•Three candidates had been lined up for the interviews but Abdalla Mohamed withdrew his candidature after Kenya Methodist University said his degree certificate had been forged.
•Elizabeth Muli, the chair of the selection panel, said they wrote to Kenya Methodist University, in a letter dated June 28, seeking verification of Mohamed's bachelor's degree that was allegedly awarded on July 28, 2007.
Oral interviews to fill four vacancies at the IEBC started on Wednesday even as the first interviewee pulled out of the race.
Three candidates had been lined up for the interviews but Abdalla Mohamed withdrew his candidature after Kenya Methodist University said his degree certificate had been forged.
Mohammed wrote to the selection panel for the appointment of commissioners to the Independent Electoral and Boundaries Commission on Tuesday withdrawing his candidature.
Selection panel chairperson Elizabeth Muli said they wrote to Kenya Methodist University, in a letter dated June 28, seeking verification of Mohamed's bachelor's degree that was allegedly awarded on July 28, 2007.
Muli said KEMU vice-chancellor communicated to them by a letter dated July 1, dismissing Mohamed's claims that he graduated from the institution.
“This is to confirm that Abdala Mohamed was not a student of Kenya Methodist University. The academic certificate BUS-1-206-05 was not issued by Kenya Methodist University and therefore is a forgery,” the letter stated.
Muli said the panel informed Mohamed of the development on Tuesday, a day before his scheduled oral interview.
She said Mohamed responded on the same day, thanking the selection panel for its correspondence and stating that he would not attend Wednesday's interview at Kenyatta International Convention Centre.
“The selection panel acknowledges and confirms the withdrawal of his candidature,” Muli said
Abdirizak Arale Nunow and Anne Mwikali Kiusya, the two other candidates, were interviewed in the afternoon.
Thirty-two other applicants who were shortlisted for the interviews will appear before the panel between July 8 and 22.

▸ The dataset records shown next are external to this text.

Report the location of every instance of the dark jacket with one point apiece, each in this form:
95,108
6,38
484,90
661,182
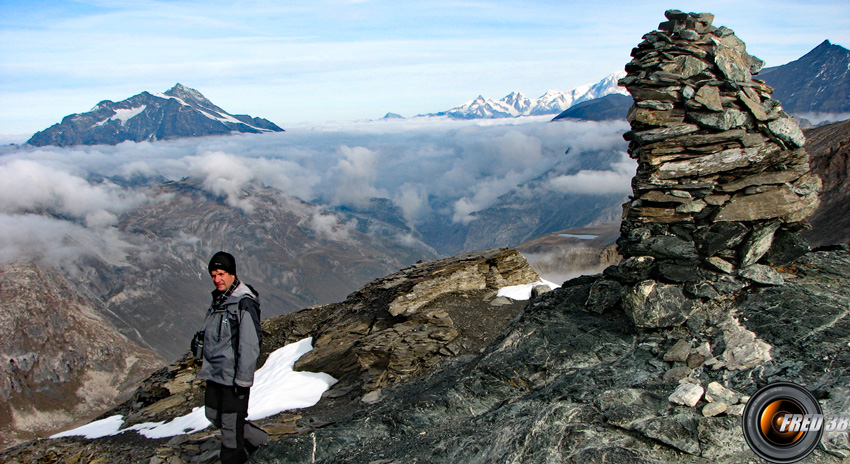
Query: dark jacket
232,338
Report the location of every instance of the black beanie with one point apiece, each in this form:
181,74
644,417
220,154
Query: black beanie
224,261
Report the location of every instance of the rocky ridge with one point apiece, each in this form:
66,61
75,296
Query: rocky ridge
391,331
829,147
61,361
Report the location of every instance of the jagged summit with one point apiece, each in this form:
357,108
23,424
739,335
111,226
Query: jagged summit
516,104
178,112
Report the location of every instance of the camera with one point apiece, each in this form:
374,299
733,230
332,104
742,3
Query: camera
197,345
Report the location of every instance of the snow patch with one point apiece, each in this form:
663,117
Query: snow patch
523,292
277,388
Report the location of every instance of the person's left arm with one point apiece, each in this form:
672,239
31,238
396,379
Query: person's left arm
249,342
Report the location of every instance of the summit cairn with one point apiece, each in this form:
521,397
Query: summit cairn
723,184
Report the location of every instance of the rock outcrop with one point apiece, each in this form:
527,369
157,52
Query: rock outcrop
564,384
723,184
829,148
395,329
399,326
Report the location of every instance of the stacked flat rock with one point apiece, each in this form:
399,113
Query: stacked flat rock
723,184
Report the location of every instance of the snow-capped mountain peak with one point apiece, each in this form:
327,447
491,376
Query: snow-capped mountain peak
177,112
552,102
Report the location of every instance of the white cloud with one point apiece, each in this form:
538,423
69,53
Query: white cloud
596,182
354,177
225,175
32,187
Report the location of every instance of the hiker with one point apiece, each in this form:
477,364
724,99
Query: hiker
230,345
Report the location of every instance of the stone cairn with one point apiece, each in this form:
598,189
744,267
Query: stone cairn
723,184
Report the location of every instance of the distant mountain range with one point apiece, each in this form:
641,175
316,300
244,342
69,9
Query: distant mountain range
178,112
516,104
818,82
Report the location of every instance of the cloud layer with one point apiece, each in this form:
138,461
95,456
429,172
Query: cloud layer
425,166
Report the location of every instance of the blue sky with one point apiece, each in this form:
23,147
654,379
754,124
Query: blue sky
321,60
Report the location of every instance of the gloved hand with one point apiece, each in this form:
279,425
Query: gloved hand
241,392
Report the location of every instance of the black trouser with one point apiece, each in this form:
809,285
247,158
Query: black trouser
227,410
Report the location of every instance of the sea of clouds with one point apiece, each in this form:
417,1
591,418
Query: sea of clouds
58,201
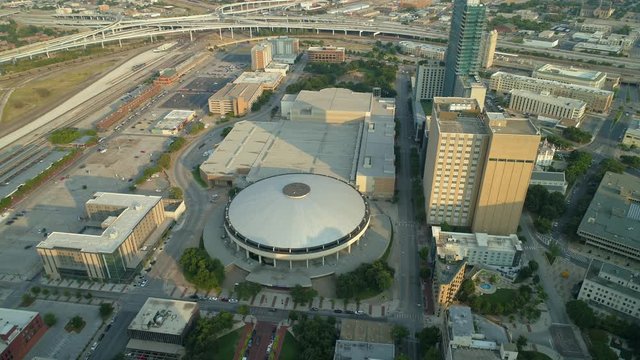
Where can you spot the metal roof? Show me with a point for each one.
(297, 211)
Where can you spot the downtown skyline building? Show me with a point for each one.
(463, 58)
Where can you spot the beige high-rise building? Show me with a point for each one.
(457, 143)
(510, 159)
(477, 167)
(488, 49)
(261, 56)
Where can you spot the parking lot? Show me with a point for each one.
(57, 343)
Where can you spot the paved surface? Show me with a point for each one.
(57, 342)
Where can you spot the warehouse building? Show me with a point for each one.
(610, 288)
(114, 243)
(596, 99)
(235, 99)
(529, 102)
(612, 221)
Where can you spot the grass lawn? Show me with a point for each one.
(532, 355)
(47, 91)
(226, 346)
(427, 106)
(501, 296)
(290, 349)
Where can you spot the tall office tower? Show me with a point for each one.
(457, 143)
(489, 42)
(430, 79)
(509, 161)
(477, 167)
(260, 56)
(465, 35)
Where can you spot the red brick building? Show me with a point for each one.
(19, 332)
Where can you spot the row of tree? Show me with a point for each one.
(202, 270)
(365, 281)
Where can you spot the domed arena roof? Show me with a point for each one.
(297, 211)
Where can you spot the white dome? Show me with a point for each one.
(297, 211)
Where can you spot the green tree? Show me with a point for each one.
(581, 314)
(521, 342)
(175, 192)
(243, 309)
(302, 295)
(399, 333)
(105, 310)
(50, 319)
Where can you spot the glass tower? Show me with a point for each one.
(463, 50)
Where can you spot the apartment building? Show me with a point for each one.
(330, 54)
(429, 79)
(261, 56)
(612, 221)
(610, 288)
(478, 248)
(477, 166)
(571, 75)
(458, 140)
(596, 99)
(488, 48)
(558, 107)
(236, 99)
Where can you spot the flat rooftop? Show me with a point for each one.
(366, 330)
(263, 149)
(134, 209)
(614, 212)
(597, 270)
(335, 99)
(10, 319)
(571, 72)
(504, 124)
(460, 321)
(164, 316)
(233, 91)
(495, 242)
(549, 99)
(250, 77)
(350, 350)
(550, 83)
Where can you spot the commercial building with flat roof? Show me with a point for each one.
(632, 134)
(330, 54)
(261, 55)
(333, 132)
(596, 99)
(173, 122)
(477, 166)
(125, 224)
(612, 221)
(544, 104)
(478, 248)
(160, 328)
(429, 79)
(236, 99)
(268, 80)
(552, 181)
(610, 288)
(20, 331)
(426, 51)
(571, 75)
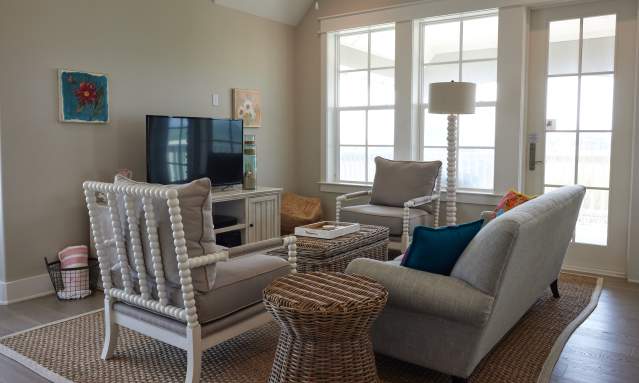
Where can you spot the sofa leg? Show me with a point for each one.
(554, 289)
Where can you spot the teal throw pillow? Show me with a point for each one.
(436, 250)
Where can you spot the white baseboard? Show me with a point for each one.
(24, 289)
(593, 270)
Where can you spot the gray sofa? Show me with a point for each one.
(449, 323)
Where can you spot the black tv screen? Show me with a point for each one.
(183, 149)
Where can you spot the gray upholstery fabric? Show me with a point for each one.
(197, 218)
(510, 263)
(180, 327)
(399, 181)
(427, 293)
(391, 217)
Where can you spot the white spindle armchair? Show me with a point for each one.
(399, 220)
(145, 298)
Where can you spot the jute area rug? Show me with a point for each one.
(70, 350)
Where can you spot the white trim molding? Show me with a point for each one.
(25, 289)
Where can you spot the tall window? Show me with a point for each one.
(462, 49)
(579, 106)
(365, 100)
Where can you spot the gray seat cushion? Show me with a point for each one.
(391, 217)
(399, 181)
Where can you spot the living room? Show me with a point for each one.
(551, 102)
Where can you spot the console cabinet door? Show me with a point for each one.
(263, 218)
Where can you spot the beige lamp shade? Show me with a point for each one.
(451, 98)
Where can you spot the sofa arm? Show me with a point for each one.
(427, 293)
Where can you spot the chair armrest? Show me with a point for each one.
(431, 294)
(349, 196)
(269, 244)
(421, 200)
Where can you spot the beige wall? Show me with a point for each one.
(163, 57)
(307, 108)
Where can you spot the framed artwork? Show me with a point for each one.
(84, 96)
(247, 106)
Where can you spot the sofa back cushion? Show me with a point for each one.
(399, 181)
(197, 219)
(529, 242)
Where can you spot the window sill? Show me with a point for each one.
(463, 196)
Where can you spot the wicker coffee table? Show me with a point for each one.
(315, 254)
(325, 321)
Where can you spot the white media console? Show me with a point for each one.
(257, 212)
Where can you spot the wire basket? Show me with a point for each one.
(75, 282)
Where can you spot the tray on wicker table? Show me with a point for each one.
(325, 321)
(317, 254)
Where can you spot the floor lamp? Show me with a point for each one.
(452, 98)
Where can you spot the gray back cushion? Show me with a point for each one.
(197, 218)
(399, 181)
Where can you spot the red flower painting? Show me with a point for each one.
(86, 93)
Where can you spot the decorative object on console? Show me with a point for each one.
(437, 250)
(83, 96)
(299, 211)
(247, 106)
(250, 163)
(451, 98)
(327, 229)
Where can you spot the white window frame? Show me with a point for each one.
(365, 108)
(460, 61)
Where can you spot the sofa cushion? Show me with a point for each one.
(197, 218)
(436, 250)
(399, 181)
(391, 217)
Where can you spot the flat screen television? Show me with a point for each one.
(183, 149)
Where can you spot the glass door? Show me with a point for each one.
(580, 126)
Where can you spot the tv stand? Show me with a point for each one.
(257, 211)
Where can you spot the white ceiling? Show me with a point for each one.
(284, 11)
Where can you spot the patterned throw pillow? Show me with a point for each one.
(512, 199)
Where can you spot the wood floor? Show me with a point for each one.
(604, 349)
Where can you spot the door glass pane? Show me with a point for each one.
(559, 167)
(561, 103)
(383, 87)
(592, 224)
(563, 47)
(439, 73)
(353, 89)
(478, 129)
(594, 159)
(598, 50)
(435, 129)
(476, 168)
(480, 38)
(381, 127)
(438, 154)
(383, 49)
(353, 51)
(352, 127)
(352, 163)
(374, 151)
(597, 93)
(441, 42)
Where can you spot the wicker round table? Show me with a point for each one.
(325, 321)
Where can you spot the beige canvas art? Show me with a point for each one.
(247, 105)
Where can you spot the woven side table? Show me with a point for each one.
(325, 321)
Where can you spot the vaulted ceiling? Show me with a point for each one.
(284, 11)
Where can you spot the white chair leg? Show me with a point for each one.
(110, 330)
(194, 354)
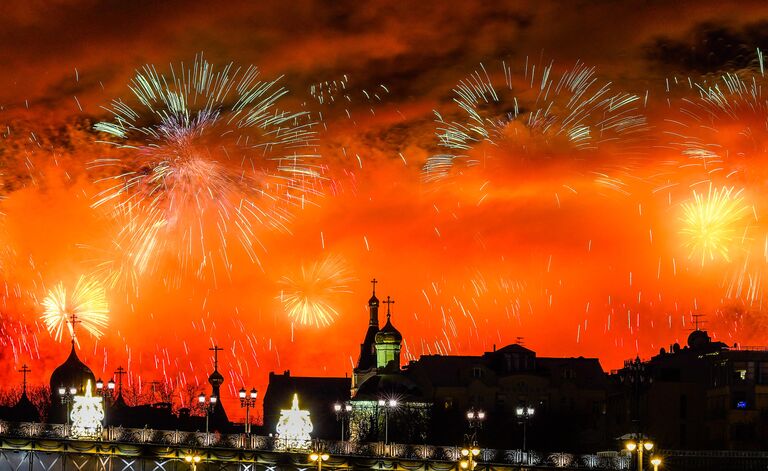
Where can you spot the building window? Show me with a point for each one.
(683, 406)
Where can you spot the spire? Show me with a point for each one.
(24, 370)
(215, 349)
(388, 302)
(73, 321)
(373, 307)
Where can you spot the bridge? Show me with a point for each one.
(47, 447)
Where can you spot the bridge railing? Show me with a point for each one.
(201, 440)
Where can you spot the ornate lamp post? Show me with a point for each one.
(639, 446)
(67, 396)
(106, 394)
(475, 419)
(342, 414)
(248, 401)
(387, 404)
(468, 458)
(524, 414)
(318, 457)
(193, 459)
(208, 406)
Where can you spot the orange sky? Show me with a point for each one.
(528, 244)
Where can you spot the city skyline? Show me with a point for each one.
(582, 239)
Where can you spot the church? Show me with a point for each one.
(427, 400)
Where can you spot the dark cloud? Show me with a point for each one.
(711, 47)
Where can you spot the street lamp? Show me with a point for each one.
(387, 404)
(524, 414)
(67, 396)
(105, 393)
(342, 414)
(208, 411)
(248, 401)
(639, 446)
(192, 460)
(468, 458)
(475, 419)
(319, 457)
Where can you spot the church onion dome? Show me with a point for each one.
(72, 372)
(388, 334)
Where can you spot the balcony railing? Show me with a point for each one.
(213, 441)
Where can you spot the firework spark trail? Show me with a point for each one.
(207, 154)
(540, 113)
(87, 303)
(724, 126)
(308, 295)
(712, 223)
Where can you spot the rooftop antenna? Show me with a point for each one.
(216, 349)
(119, 372)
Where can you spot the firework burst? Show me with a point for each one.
(536, 114)
(208, 158)
(86, 304)
(308, 295)
(713, 223)
(724, 127)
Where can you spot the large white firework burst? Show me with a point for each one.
(537, 113)
(208, 157)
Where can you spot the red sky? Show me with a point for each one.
(530, 243)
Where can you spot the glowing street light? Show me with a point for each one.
(193, 460)
(67, 396)
(248, 400)
(319, 457)
(524, 414)
(209, 406)
(475, 419)
(342, 414)
(105, 393)
(468, 458)
(639, 446)
(387, 404)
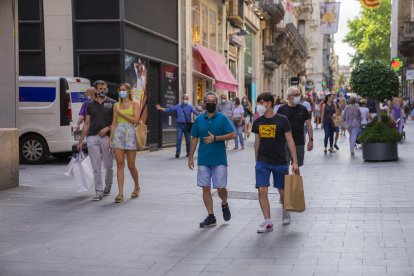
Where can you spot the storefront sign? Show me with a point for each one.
(294, 81)
(169, 95)
(409, 74)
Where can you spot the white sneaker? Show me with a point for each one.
(265, 227)
(285, 217)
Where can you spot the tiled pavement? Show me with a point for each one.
(359, 221)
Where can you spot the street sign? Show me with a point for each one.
(294, 81)
(397, 63)
(409, 75)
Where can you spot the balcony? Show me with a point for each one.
(272, 59)
(236, 13)
(272, 10)
(406, 39)
(291, 29)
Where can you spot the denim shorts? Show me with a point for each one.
(216, 175)
(263, 171)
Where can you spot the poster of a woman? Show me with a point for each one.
(136, 75)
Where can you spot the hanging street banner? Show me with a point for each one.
(370, 4)
(329, 13)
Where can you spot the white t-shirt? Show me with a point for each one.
(238, 111)
(364, 112)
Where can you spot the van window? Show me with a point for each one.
(65, 106)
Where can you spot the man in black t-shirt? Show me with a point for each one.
(297, 115)
(273, 134)
(97, 128)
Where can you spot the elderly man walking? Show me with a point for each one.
(183, 111)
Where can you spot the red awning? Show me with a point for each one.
(217, 68)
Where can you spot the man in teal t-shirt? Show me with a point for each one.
(212, 129)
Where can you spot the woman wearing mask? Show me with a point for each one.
(238, 117)
(328, 110)
(352, 117)
(397, 113)
(123, 139)
(342, 125)
(248, 112)
(317, 113)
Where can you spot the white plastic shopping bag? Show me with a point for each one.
(81, 168)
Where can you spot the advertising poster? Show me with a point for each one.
(169, 95)
(136, 76)
(329, 13)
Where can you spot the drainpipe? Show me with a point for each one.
(394, 27)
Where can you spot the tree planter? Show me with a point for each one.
(380, 151)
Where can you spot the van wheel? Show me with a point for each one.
(62, 155)
(33, 149)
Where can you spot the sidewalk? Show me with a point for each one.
(359, 221)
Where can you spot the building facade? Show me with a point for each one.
(113, 40)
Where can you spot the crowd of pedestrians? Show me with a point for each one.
(283, 132)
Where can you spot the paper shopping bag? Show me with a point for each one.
(82, 170)
(294, 200)
(141, 135)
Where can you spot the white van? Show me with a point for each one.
(48, 110)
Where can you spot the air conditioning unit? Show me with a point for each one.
(313, 45)
(314, 23)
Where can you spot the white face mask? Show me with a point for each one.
(296, 100)
(261, 109)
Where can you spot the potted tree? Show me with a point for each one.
(376, 80)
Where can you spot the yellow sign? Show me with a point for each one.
(267, 131)
(370, 4)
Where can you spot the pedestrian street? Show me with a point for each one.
(359, 220)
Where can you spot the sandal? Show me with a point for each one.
(119, 198)
(136, 191)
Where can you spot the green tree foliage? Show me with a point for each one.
(370, 34)
(376, 80)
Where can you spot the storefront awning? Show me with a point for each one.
(217, 68)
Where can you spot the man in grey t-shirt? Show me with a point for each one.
(226, 107)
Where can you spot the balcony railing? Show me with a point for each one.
(236, 12)
(295, 33)
(272, 58)
(407, 32)
(273, 9)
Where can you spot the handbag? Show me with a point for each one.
(189, 124)
(294, 200)
(81, 168)
(141, 135)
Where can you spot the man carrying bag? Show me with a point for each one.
(273, 135)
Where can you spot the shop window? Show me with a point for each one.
(105, 67)
(207, 25)
(96, 9)
(204, 27)
(220, 31)
(31, 38)
(196, 21)
(213, 30)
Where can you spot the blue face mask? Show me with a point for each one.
(123, 94)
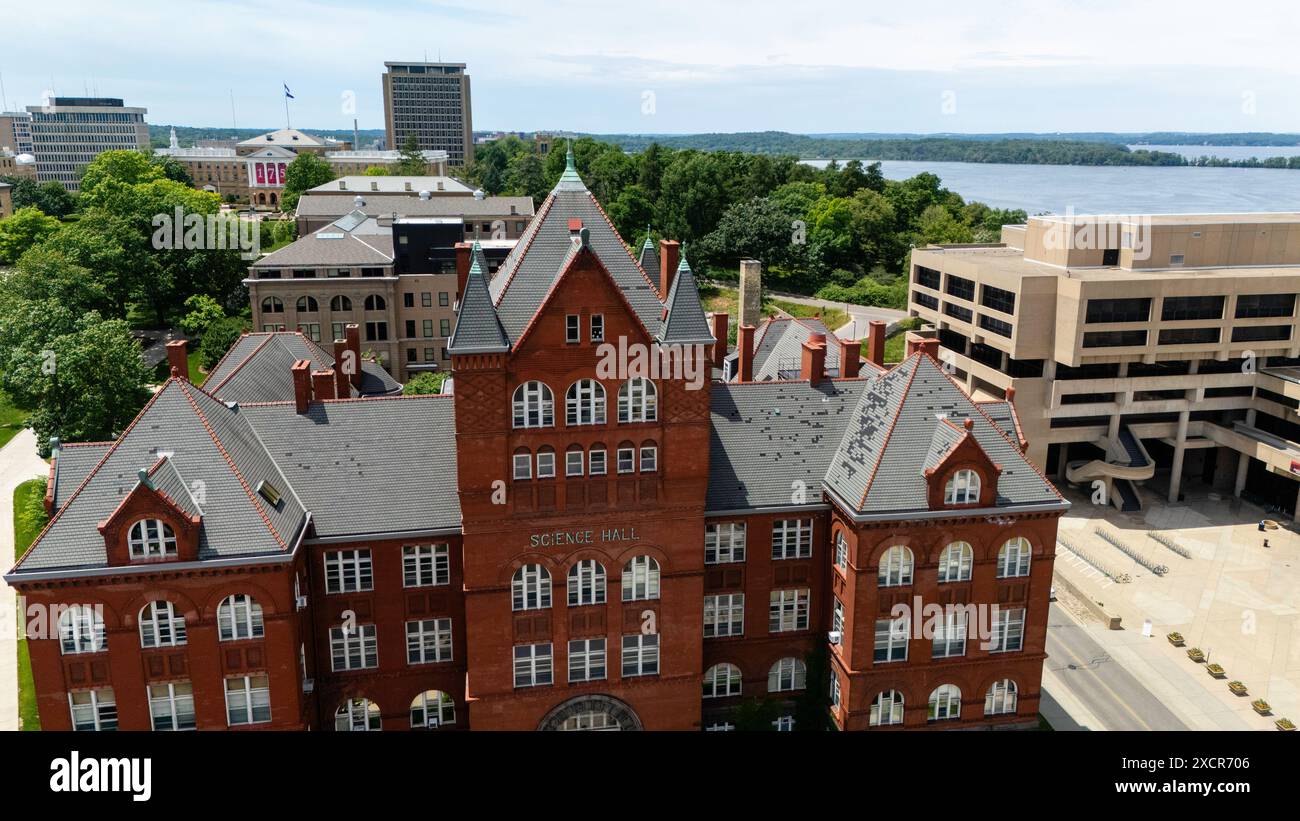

Kiusya, a legal practitioner with experience in electoral laws, told the panel that the Covid-19 pandemic cannot be a ground to postpone elections.
She said Kenya, as the Constitution stipulates, must be at war for elections to be postponed.
“Our laws do not talk about the pandemic as a reason to postpone elections,” she said.
Kiusya said it would be wrong for the President to postpone elections citing the pandemic.
“The President should make pronouncements that are within the law. If he tries to postpone an election, I will insist that we go to the polls,” she said.
Article 102 of the Constitution says Kenya must be at war for the term of Parliament to be extended.
“When Kenya is at war, Parliament may, by resolution supported in each House by at least two-thirds of all the members of the House, from time to time extend the term of Parliament by not more than six months at a time,” the Article says.
The Constitution provides that a general election of MPs shall be held on the second Tuesday in August of every fifth year.
Nunow said IEBC should be given the capacity to enforce the Election Campaign Financing Act, 2013 and be given powers to bar candidates who violate the rules from participating in elections.
“Those breaking rules should be barred and prosecuted. The Act should be implemented,” he said.
He regretted that Kenyans with money have in the past been able to “buy” elective positions.
“If a governor spends over Sh400 million, it means he will seek to recover that money once in office. An MP will also steal from the CDF to recover huge amounts that he used in campaigns,” he explained.
Nunow however said MPs could suspend the Act since they are interested parties.
“The IEBC is the referee and the politicians are the players, who hold the control. They can still suspend it,” he said.
In the 2017 General Election, IEBC sought to cap spending for campaigns at Sh15 billion, in a bid to control high spenders who deploy wealth to tilt the playing field.
Presidential candidates were limited to no more than Sh5.2 billion.
The rules were to ensure that no political party or candidate enjoys an undue advantage over rivals based on their financial muscle.
Candidates for the gubernatorial, senatorial and Woman Rep seats in Nairobi are not allowed to spend more than Sh432 million each.
Financing for those who will be seeking parliamentary seats was limited to Sh33 million.
Nunow said there is an opportunity for the IEBC to build trust with the Kenyan voters.
He explained that the election processes should be made transparent for the agency to earn the trust.
“It is the processes that lead to the election that must be made transparent,” he said
“Also, during the election day, there must be agents representing all candidates who should verify the results at the polling stations are similar with those being transmitted to the tallying centre.”